For a check-in date 2 weeks away, just ask them to pay the full amount up front via Paypal - if they don't do it within 24 hours, just ignore them.

BTW - The "old friend" line sounds like a scammer to me...

BTW2 - sending them an email should not cause you any problems.  They sent an email to your first, so they already have your email address.  If you have doubts - ignore them.


----------



## GrayFal (Mar 1, 2008)

DeniseM said:


> For a check-in date 2 weeks away, just ask them to pay the full amount up front via Paypal - if they don't do it within 24 hours, just ignore them.
> 
> *BTW - The "old friend" line sounds like a scammer to me*...


Yes, - that and "God Bless" - and not mentioning the specific TS - just using general terminolgy is another tip off of a scammer.


----------



## Makai Guy (Mar 2, 2008)

> Is it possible to check an e-mail address to see if it belongs to a TUG member?



No, personal information is provided in confidence and is not made available to others, just as YOUR personal information, including email address, are not made available to others.

I'd suggest doing a google search for that email address.  You may find somewhere that the individual has posted it publicly in a venue that will reveal something about the individual, such as in a timeshare ad.


----------



## PrairieGirl (Mar 2, 2008)

Thanks for all of your prompt responses!  I had tried a search on Google of the e-mail address before I posted my question - no hits.

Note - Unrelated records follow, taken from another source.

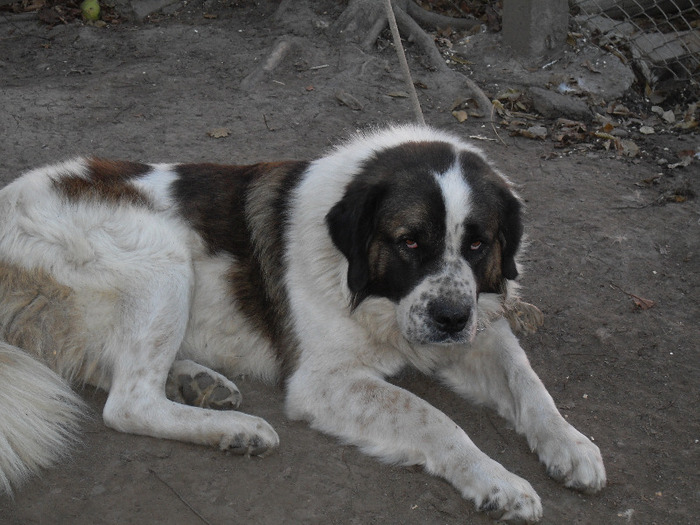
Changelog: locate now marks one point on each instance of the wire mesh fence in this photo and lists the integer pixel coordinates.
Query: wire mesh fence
(660, 38)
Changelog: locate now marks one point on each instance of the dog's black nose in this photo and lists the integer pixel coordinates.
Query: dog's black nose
(449, 317)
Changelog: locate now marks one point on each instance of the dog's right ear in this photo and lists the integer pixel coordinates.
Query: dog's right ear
(351, 224)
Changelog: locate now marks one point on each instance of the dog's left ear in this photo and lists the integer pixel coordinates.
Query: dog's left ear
(351, 224)
(510, 232)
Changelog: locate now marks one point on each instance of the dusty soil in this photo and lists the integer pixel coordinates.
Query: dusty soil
(599, 231)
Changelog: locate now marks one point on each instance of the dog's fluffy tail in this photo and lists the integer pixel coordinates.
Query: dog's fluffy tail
(39, 416)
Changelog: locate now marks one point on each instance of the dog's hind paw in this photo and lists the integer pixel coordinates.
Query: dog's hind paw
(259, 441)
(196, 385)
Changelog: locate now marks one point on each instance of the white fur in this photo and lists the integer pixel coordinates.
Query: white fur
(147, 294)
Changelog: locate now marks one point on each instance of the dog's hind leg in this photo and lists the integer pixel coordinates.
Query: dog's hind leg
(143, 350)
(196, 385)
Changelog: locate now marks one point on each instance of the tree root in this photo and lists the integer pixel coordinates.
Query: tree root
(363, 20)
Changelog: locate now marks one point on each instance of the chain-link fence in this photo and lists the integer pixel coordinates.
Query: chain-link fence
(660, 38)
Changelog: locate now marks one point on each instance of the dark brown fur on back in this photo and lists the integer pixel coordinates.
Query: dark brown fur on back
(106, 180)
(242, 211)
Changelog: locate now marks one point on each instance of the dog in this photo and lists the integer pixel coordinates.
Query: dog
(158, 283)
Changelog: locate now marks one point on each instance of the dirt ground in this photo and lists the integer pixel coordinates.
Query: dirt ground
(602, 236)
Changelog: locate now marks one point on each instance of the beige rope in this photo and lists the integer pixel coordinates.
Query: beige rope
(413, 96)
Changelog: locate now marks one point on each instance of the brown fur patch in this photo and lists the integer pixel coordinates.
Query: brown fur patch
(38, 315)
(106, 180)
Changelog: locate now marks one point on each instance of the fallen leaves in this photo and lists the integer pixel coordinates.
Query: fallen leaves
(640, 303)
(219, 133)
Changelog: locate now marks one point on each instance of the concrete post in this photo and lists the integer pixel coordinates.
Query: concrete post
(535, 28)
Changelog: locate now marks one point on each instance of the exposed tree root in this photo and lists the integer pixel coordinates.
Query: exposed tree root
(363, 20)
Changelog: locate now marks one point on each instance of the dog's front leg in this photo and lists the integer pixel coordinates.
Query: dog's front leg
(386, 421)
(496, 372)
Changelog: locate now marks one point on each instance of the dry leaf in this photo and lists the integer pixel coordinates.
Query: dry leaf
(460, 115)
(219, 133)
(641, 303)
(346, 99)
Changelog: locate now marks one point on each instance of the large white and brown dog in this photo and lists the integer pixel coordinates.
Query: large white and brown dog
(160, 282)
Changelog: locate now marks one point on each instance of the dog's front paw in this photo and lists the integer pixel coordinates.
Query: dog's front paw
(505, 496)
(573, 459)
(195, 385)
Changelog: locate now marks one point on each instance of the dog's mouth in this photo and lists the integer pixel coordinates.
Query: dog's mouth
(440, 322)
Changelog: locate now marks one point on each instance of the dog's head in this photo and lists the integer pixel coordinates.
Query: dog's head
(428, 225)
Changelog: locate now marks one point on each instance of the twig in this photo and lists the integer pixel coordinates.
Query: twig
(415, 103)
(411, 27)
(196, 513)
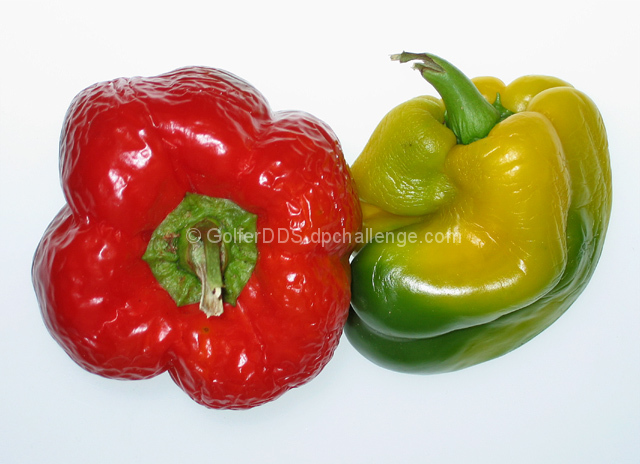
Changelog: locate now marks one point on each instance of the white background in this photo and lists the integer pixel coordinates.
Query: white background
(572, 395)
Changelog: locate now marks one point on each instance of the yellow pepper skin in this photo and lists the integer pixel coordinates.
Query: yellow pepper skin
(483, 232)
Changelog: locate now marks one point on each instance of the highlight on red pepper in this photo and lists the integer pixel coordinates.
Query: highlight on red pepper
(189, 240)
(493, 203)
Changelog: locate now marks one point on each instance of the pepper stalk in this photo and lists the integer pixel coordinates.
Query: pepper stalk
(469, 115)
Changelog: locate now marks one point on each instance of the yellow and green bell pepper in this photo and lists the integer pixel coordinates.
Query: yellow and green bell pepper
(487, 210)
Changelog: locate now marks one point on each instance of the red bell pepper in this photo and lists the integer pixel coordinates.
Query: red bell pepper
(203, 235)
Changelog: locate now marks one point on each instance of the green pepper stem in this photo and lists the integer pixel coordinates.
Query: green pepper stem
(206, 258)
(469, 115)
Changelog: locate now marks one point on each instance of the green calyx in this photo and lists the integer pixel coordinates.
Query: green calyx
(469, 115)
(204, 252)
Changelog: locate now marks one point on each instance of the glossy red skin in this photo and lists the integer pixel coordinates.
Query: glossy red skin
(130, 151)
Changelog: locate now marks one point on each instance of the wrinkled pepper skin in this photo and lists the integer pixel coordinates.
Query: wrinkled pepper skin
(508, 226)
(131, 150)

And the person doesn't have my e-mail address since Craigslist channels responses to ads through one of their mailboxes and then forwards them to the vendor.

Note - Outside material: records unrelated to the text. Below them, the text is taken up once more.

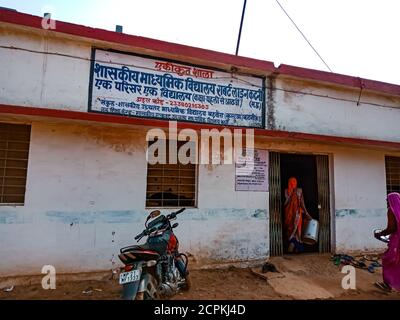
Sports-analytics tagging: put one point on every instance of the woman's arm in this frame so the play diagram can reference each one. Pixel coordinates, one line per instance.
(287, 197)
(303, 206)
(391, 226)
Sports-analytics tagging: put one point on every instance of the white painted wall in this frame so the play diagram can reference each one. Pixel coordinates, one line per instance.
(33, 79)
(305, 107)
(360, 199)
(30, 78)
(86, 182)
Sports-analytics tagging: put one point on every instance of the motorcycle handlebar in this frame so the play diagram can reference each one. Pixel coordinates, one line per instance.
(180, 211)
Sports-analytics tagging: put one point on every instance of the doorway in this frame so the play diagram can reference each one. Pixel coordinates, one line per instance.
(312, 174)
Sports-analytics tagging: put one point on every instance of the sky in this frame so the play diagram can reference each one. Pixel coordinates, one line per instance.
(354, 37)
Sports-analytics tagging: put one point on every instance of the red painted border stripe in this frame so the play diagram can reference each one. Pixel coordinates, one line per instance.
(198, 53)
(154, 123)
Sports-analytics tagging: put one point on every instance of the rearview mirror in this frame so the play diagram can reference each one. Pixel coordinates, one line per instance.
(154, 214)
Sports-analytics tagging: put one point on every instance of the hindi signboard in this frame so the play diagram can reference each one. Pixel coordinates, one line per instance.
(129, 85)
(256, 177)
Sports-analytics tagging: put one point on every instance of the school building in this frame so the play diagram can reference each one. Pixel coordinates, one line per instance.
(76, 104)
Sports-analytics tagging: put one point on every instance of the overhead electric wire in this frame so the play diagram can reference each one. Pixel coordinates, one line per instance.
(241, 80)
(305, 38)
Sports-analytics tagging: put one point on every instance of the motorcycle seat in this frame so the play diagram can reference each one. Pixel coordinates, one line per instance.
(142, 247)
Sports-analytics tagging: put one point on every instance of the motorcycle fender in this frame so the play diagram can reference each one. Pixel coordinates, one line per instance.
(144, 281)
(130, 290)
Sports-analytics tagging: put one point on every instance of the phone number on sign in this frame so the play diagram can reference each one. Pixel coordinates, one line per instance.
(174, 103)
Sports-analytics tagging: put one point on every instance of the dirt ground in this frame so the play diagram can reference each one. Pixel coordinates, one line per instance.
(299, 277)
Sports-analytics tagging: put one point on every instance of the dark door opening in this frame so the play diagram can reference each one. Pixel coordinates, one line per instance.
(304, 169)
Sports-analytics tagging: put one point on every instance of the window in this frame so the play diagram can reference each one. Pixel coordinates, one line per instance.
(171, 185)
(392, 165)
(14, 150)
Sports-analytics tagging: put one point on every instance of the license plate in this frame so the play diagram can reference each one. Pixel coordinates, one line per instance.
(131, 276)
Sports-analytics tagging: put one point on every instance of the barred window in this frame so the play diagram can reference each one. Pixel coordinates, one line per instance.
(392, 165)
(14, 150)
(171, 185)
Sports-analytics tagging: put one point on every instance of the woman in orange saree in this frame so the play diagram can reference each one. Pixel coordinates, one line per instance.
(295, 211)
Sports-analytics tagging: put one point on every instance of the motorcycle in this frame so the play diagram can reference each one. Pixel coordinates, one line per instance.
(156, 269)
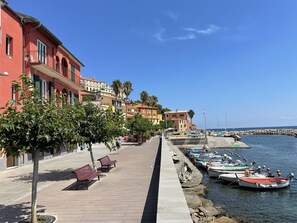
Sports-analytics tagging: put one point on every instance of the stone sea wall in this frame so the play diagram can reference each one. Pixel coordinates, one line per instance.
(288, 132)
(201, 209)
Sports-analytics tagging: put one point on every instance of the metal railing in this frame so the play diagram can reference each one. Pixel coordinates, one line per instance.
(41, 57)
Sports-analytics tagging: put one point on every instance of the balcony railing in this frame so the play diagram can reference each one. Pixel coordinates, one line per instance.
(36, 57)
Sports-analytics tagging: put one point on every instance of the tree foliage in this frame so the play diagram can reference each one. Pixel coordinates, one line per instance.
(35, 126)
(139, 126)
(191, 114)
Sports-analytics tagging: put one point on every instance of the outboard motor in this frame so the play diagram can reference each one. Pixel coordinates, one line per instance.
(291, 176)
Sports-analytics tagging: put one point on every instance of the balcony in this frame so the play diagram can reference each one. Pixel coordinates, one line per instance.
(46, 64)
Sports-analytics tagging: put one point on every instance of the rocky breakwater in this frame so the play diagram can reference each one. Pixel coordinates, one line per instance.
(288, 132)
(201, 209)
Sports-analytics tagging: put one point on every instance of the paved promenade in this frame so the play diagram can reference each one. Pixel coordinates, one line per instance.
(128, 193)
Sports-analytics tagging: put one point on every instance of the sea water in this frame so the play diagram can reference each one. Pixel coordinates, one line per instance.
(277, 152)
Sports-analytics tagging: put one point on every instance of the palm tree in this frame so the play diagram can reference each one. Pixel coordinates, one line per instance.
(127, 88)
(144, 97)
(191, 113)
(153, 100)
(117, 87)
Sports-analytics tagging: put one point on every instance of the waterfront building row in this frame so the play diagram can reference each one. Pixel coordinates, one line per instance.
(28, 47)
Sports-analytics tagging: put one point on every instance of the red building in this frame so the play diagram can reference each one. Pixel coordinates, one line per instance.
(11, 52)
(28, 47)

I am concerned that if I reply to this response, then they WILL have my e-mail address, but I guess that is a question for the Craigslist people.

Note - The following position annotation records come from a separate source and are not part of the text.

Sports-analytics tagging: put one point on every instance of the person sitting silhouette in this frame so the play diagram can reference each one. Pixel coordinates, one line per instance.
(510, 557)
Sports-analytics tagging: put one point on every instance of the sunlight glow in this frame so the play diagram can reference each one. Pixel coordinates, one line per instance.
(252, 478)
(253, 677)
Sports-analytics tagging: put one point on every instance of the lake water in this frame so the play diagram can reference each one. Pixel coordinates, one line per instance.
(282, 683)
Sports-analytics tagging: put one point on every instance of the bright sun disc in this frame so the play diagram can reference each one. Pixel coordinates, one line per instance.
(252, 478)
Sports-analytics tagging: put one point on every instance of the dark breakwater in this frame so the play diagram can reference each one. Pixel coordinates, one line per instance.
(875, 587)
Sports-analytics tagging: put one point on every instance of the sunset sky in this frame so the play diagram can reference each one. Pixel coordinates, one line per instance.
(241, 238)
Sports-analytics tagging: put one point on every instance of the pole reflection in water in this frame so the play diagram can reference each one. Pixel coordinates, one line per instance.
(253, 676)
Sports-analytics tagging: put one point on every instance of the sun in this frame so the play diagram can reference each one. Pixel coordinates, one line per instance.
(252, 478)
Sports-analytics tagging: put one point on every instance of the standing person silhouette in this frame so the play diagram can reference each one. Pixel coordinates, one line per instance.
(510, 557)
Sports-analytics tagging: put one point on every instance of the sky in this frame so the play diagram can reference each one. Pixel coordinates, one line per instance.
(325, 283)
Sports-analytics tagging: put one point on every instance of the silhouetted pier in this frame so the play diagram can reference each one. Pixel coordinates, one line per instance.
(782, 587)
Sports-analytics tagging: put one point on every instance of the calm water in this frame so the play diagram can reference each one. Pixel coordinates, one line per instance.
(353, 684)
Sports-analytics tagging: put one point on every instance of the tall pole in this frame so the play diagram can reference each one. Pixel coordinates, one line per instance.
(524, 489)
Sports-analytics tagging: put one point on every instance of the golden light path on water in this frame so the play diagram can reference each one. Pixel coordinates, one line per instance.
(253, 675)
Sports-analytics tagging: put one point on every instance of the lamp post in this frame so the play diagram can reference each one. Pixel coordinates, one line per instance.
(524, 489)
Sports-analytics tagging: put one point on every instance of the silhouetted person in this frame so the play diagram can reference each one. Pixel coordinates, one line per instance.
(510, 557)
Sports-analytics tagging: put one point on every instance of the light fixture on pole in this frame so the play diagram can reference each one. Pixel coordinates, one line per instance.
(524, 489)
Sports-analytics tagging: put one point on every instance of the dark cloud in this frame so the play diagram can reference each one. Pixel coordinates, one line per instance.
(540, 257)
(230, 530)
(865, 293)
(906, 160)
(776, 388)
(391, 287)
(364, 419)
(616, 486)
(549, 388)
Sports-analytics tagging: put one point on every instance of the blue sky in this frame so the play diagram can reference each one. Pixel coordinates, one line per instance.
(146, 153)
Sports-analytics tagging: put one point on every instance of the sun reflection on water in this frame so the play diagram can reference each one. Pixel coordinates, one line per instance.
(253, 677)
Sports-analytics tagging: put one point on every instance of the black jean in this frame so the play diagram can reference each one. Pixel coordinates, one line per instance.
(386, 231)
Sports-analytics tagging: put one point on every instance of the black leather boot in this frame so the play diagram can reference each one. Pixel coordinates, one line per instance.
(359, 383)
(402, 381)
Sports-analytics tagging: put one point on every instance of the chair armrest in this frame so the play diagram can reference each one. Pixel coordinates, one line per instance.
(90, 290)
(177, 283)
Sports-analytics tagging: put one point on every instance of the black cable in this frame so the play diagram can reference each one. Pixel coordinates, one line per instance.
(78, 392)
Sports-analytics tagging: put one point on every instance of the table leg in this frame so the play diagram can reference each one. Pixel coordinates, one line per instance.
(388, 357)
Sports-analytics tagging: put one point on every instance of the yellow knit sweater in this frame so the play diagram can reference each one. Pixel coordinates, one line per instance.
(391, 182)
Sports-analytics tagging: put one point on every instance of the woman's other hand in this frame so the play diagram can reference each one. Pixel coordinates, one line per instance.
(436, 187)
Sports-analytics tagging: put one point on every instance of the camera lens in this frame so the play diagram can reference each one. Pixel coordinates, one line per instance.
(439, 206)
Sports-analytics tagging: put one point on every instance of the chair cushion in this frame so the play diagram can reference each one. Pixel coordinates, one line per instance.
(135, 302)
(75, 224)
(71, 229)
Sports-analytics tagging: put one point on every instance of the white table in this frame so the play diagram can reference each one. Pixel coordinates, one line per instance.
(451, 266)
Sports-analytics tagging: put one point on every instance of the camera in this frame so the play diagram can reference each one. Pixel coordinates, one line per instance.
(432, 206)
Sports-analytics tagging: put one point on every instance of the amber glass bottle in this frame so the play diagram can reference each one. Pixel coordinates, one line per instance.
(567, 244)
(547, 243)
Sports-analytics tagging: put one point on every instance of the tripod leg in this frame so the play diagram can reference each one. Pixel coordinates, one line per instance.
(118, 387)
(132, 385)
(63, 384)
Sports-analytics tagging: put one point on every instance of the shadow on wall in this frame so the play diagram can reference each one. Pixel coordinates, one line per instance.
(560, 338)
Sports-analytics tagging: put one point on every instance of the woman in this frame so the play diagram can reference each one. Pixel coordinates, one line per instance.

You guys have confirmed what I felt in my gut, if it seems off kilter, why bother?

Thanks again, the worst that can happen is that I miss an actual rental opportunity.

I'm going to pass on this one.

Thanks again, LeAnn


----------



## DeniseM (Mar 3, 2008)

Hi LeAnn - 

One thing you should think about is the fact that you are going to have to provide quite a bit of info. to a legitimate renter when you actually find one.  Most renter's need to have some basic info. about you, in order to feel secure about a private rental.  

At the very least you will probably have to provide your full name, address, phone number and email address.  You may also need to talk to them on the phone and allow them to have some (arranged) contact with your Mgmt. company to validate your ownership.  If you are uncomfortable with that, then renting may not be for you.
Good luck!


----------



## PrairieGirl (Mar 3, 2008)

Denise,

I've only rented once before, and that was to a TUG member.  We had quite a bit of contact by e-mail, he was Canadian also so he was able to write me a personal cheque, we had lots of time for it to clear before the check-in date.  Worked out well for both of us.

I'm trying to post my ad with pictures on the new TUG rental area, but haven't been successful yet.  I'll give it another try before I holler for help!

Thanks,

LeAnn


----------



## EagleID (Mar 4, 2008)

LeAnn -

Take a peek at www.hushmail.com for setting up a free email account. If you use something like that you can avoid using your permanent email address for potential problem people and yet still reach out to them. If a bunch of spam starts turning up in such a temporary email account you can simply dump it.

Chuck


----------